A continuación se muestra una instantánea de la vista de los campos analizados en las filas de HBase y también una vista renderizada de uno de los objetos PDF almacenados como MOB en la familia de columnas obj.

Conclusión

En esta publicación, hemos demostrado cómo usar tecnologías estándar de código abierto para realizar OCR en documentos escaneados usando un programa Spark escalable, almacenándolos en HBase para una recuperación rápida e indexando la información extraída en Solr. Debería ser evidente que:

  • Dado el formato de especificación del mensaje, podemos extraer campos y pares de valores y hacer que se puedan buscar a través de Solr.
  • Estos campos de datos pueden cumplir con los requisitos de IDMP de hacer que los datos heredados sean electrónicos, lo que entrará en vigencia el próximo año.
  • Los campos, así como las imágenes sin procesar, se pueden conservar en HBase y se puede acceder a ellos a través de las API estándar.
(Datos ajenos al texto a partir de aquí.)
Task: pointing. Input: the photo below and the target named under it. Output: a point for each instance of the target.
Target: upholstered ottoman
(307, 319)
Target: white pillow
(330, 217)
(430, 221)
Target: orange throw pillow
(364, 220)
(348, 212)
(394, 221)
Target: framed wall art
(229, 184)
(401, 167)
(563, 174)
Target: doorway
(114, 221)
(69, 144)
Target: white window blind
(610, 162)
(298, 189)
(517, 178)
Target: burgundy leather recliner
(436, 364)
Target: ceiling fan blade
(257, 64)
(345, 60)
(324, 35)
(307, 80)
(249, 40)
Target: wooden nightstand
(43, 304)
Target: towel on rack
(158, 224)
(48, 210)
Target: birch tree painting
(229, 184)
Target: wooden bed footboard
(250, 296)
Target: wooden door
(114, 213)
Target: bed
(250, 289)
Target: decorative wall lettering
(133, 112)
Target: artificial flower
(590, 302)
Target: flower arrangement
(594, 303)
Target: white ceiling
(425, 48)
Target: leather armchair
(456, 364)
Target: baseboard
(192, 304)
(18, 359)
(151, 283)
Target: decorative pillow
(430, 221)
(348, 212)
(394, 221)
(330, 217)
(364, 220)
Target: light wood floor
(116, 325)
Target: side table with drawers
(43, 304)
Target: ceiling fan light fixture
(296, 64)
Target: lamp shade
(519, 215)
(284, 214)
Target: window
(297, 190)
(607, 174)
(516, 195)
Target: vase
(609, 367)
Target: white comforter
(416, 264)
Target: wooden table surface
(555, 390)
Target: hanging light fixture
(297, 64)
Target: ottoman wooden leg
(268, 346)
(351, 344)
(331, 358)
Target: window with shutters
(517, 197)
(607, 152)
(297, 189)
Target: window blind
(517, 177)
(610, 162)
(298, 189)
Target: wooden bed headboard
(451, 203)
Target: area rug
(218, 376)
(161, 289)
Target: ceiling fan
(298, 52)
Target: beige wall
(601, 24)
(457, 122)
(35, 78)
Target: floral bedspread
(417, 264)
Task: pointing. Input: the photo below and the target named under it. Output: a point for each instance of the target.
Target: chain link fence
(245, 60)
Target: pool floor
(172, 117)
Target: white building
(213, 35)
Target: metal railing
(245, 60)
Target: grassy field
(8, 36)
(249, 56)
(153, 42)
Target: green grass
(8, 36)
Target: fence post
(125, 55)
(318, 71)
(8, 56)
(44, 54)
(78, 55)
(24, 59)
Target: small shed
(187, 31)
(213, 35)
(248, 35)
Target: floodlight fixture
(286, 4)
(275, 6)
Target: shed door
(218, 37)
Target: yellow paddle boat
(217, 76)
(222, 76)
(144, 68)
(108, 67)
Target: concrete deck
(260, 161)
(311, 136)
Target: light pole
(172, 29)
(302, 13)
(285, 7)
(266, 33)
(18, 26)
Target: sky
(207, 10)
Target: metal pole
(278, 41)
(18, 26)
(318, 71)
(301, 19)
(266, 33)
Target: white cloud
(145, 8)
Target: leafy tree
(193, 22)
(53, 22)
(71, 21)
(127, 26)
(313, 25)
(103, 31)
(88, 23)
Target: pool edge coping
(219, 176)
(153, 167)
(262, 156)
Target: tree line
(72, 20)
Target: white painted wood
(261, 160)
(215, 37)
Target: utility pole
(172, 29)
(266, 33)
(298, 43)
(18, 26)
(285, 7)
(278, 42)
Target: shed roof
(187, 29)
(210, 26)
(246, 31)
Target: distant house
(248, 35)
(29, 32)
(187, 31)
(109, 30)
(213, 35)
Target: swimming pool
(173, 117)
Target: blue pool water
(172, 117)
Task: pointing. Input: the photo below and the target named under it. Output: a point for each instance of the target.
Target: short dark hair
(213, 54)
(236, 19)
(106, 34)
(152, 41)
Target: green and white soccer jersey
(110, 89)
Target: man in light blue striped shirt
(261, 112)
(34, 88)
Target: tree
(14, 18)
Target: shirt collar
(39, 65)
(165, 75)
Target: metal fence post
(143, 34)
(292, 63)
Si necesita procesar documentos escaneados y combinar los datos con otras fuentes en su empresa, considere usar una combinación de Spark, HBase, Solr, junto con Tesseract y Leptonica. ¡Puede ahorrarle una cantidad considerable de tiempo y dinero!

Jeff Shmain es arquitecto sénior de soluciones en Cloudera. Tiene más de 16 años de experiencia en la industria financiera con una sólida comprensión del comercio de valores, el riesgo y las regulaciones. En los últimos años, ha trabajado en varias implementaciones de casos de uso en 8 de los 10 bancos de inversión más grandes del mundo.

Vartika Singh es consultor sénior de soluciones en Cloudera. Tiene más de 12 años de experiencia en aprendizaje automático aplicado y desarrollo de software.